The hospital had to recruit some of its health care workers to handle the influx of ICU patients, meaning there is no time for elective surgery or other life-saving procedures like colonoscopies, Spellberg said.

Governor Gavin Newsom said during a news conference Monday that the state had sent medical aid teams to the Los Angeles area to ease the burden on hospitals. However, if there is another spike in Covid-19 cases after the December break, the extra staff won’t be enough, Spellberg said.

“Our staff are still very thin, especially in the intensive care unit. You can’t just get more nurses and doctors in the intensive care unit,” Spellberg said in an email, urging people to continue following public health guidelines such as wearing of masks, physical distancing and avoiding the crowds to follow.

“We get knocked down”

The increase is due to the fact that California, along with other states in the United States, began to administer the first shots of Covid-19 vaccines from Pfizer and Moderna.

The state has received just over 2 million doses of vaccines, but only 24% of those have been given, according to the state’s Department of Health’s database last updated Wednesday. Newsom said Monday the process is too slow and the state “wants to see things go much faster”.

Ravina Kullar, a Los Angeles-based infectious disease expert and a member of the Infectious Diseases Society of America, told CNBC in a telephone interview that she expects vaccinations to speed up in the coming weeks, even though the shots won’t work immediately. Immunity takes a few weeks to build and too few are given to develop herd immunity that would protect the wider population.

“I think we’re going to see some sort of stability that plateau and decrease in some cases, but it will only take time,” said Kullar. “I think it will be until spring, summer, before something really becomes noticeable there.”
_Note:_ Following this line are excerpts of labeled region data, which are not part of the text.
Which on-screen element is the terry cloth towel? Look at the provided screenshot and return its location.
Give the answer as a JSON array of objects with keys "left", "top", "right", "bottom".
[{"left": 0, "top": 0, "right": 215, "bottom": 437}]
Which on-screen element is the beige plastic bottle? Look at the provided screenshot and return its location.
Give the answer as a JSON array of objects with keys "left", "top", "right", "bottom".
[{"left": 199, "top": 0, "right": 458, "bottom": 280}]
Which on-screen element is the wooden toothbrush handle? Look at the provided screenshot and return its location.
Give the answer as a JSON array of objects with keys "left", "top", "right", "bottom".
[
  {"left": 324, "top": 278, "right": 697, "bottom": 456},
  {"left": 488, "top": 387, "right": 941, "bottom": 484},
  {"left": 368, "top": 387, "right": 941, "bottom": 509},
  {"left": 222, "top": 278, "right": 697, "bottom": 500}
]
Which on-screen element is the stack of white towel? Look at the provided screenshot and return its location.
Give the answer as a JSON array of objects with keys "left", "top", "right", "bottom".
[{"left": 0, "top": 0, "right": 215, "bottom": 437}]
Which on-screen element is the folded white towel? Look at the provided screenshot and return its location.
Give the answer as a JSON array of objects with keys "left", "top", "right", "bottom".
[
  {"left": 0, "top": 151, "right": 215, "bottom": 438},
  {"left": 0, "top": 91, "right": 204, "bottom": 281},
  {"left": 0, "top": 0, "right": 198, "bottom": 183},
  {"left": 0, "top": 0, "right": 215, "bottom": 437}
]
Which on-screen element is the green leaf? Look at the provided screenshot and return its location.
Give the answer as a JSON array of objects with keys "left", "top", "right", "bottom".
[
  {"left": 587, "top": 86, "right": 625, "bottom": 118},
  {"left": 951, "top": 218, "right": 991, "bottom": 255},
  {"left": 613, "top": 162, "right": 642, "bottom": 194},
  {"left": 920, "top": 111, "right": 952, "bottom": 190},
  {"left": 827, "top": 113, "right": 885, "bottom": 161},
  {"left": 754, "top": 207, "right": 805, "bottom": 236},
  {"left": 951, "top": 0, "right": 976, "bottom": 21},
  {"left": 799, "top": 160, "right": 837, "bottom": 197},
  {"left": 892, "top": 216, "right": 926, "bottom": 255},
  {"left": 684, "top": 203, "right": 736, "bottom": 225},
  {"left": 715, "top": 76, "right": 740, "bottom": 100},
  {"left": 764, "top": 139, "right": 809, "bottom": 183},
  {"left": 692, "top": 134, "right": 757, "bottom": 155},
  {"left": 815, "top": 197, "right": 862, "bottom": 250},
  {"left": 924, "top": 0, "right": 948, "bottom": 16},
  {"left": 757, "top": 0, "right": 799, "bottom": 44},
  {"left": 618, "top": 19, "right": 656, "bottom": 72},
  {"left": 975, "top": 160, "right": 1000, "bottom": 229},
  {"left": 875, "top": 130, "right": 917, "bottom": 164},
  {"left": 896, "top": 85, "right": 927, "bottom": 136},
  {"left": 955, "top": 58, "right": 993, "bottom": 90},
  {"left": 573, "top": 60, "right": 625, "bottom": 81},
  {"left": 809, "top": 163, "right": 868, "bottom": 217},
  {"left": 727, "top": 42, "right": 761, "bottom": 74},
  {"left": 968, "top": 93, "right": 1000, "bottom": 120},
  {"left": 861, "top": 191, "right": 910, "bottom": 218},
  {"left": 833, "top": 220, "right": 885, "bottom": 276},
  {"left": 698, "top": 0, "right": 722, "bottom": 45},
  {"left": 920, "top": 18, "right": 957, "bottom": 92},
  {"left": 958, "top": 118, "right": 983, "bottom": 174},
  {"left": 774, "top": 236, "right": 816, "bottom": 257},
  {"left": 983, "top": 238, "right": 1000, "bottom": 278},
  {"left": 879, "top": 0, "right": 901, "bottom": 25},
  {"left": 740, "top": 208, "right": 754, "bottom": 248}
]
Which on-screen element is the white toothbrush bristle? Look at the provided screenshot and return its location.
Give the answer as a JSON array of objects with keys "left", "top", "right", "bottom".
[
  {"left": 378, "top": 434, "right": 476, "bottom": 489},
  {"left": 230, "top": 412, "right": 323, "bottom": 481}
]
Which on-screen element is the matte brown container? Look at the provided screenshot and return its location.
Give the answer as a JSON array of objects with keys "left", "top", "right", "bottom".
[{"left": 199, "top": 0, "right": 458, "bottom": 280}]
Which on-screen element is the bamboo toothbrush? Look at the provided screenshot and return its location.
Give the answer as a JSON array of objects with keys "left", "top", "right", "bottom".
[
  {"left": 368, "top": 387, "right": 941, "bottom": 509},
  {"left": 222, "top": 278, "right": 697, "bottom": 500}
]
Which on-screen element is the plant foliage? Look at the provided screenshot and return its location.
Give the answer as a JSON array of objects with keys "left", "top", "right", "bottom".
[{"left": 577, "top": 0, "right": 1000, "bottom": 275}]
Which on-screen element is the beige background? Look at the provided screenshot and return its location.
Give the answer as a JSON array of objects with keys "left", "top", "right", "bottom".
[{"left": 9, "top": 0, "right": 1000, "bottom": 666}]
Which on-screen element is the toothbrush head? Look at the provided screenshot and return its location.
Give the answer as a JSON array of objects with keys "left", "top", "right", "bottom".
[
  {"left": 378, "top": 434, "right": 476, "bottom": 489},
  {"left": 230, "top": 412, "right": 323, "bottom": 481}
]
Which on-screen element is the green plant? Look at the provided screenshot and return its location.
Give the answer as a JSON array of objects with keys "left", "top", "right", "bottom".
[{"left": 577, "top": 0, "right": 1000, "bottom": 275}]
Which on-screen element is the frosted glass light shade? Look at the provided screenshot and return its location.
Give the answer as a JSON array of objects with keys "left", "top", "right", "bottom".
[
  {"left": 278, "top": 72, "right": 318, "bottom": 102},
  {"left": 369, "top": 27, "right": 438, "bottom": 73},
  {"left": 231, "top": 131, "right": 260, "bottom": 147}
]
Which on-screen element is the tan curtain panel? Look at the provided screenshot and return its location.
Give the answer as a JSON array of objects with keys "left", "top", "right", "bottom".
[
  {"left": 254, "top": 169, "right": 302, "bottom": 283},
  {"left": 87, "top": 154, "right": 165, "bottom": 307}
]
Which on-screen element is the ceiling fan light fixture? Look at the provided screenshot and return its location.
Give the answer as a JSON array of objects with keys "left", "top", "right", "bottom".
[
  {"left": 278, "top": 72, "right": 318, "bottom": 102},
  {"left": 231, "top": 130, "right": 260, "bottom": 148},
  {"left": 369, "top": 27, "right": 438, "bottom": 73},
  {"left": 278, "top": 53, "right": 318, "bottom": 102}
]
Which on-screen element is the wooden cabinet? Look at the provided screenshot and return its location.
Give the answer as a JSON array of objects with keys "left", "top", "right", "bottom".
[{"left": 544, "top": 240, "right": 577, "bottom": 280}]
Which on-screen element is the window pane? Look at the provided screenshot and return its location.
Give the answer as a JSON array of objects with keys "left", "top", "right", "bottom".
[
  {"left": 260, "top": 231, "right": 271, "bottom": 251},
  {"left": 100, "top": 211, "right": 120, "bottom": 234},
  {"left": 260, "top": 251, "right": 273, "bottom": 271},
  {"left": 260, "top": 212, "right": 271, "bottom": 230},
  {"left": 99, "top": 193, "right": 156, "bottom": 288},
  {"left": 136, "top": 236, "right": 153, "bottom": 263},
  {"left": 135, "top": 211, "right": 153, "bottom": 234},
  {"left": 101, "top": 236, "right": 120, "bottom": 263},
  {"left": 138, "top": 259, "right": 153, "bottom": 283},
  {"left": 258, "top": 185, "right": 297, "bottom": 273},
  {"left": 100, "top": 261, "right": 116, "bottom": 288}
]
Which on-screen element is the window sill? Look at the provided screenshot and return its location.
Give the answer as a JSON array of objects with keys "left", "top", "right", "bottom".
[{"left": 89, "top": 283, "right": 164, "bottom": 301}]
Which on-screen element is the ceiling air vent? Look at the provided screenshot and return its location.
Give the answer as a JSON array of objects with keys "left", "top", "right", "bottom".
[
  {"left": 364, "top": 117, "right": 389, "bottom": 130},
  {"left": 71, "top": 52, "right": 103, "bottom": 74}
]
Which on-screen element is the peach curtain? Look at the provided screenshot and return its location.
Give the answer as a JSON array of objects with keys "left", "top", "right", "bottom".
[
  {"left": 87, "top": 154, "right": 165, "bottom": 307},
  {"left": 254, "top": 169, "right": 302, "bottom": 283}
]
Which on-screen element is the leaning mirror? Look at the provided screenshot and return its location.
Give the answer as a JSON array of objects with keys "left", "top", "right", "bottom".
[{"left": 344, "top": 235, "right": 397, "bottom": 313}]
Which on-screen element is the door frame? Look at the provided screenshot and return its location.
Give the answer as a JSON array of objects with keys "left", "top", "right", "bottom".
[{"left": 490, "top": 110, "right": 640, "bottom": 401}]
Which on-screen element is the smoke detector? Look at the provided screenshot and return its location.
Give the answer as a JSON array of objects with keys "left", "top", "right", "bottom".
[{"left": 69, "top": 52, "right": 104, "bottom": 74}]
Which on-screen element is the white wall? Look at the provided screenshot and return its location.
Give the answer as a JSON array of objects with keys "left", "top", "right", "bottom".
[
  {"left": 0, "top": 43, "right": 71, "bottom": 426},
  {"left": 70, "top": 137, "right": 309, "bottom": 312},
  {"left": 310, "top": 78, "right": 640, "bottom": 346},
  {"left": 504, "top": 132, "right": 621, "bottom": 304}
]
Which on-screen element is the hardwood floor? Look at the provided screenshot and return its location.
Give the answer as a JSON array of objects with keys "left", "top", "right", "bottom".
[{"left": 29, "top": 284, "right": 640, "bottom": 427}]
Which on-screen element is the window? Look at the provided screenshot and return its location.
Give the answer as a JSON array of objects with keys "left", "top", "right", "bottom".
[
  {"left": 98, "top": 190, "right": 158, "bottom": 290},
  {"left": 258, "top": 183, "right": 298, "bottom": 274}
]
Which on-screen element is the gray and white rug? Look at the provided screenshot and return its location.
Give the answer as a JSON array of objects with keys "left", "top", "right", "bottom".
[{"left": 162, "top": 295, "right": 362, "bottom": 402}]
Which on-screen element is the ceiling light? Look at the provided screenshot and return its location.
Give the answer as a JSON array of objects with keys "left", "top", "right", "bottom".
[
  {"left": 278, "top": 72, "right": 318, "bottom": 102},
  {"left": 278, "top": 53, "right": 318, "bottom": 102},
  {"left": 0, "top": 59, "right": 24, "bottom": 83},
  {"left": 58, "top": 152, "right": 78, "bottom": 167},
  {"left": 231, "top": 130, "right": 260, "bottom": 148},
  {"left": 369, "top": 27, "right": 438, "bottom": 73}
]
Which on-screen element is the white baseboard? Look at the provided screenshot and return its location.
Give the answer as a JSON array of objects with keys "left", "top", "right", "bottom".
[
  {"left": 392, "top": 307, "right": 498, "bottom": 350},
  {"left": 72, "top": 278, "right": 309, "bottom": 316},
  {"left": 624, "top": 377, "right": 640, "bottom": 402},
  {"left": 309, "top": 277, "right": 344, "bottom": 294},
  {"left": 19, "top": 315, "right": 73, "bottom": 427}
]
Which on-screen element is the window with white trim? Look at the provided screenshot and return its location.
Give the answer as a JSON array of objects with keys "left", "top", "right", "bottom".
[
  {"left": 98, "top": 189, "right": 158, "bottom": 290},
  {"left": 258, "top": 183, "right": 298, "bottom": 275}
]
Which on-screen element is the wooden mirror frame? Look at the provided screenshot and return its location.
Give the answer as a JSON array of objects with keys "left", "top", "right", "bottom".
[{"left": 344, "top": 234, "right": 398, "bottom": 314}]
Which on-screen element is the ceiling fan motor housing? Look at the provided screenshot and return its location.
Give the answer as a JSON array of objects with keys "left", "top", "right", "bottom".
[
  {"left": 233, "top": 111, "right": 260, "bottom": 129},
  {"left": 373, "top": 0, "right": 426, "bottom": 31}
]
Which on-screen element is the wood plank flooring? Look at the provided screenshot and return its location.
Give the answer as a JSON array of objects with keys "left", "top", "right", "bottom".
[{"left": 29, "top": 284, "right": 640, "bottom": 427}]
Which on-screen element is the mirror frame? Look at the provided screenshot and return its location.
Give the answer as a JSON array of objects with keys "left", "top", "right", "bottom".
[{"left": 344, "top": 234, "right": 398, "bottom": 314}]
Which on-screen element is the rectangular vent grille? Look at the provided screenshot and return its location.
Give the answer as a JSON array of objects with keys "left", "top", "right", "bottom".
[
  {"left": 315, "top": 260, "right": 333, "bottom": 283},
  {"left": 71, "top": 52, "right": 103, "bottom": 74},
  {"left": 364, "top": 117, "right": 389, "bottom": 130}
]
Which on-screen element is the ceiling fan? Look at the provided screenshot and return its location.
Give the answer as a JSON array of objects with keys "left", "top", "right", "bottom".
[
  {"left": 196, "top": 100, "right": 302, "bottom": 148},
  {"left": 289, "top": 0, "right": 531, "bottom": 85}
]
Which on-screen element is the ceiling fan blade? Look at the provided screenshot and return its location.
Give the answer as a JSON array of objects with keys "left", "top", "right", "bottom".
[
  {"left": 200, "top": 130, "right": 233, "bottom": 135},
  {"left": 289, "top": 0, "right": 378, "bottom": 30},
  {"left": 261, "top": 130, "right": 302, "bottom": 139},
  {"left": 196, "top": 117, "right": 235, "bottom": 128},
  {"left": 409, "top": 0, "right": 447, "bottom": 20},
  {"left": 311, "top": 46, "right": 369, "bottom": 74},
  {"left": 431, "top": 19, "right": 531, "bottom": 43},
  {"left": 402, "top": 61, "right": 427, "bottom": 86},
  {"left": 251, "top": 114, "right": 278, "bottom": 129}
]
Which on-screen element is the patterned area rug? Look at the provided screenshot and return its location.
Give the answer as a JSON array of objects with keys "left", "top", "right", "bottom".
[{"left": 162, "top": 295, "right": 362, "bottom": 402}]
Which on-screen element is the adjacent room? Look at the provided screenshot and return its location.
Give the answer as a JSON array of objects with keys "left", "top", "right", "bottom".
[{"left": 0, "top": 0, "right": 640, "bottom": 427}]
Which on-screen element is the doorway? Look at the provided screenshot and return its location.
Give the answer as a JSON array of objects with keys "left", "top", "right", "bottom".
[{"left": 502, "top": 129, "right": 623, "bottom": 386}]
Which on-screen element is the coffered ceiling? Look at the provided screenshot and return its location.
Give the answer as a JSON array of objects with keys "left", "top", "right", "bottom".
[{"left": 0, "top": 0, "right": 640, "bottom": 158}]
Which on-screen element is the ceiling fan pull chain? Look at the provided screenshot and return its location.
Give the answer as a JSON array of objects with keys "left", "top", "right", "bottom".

Kullar, who works in long-term care facilities and nursing homes in Los Angeles, said every facility she works with is battling a Covid-19 outbreak. These residents, along with health care workers, will be the first to receive vaccination shots in California when they are introduced, Newsom said, adding that there are approximately 3 million people in the state’s early stages of vaccination.

“We’re getting down,” said Kullar. “We have very few staff. I am exhausted, my colleagues are exhausted. It’s a very difficult situation out here.”

– The Associated Press contributed to this report.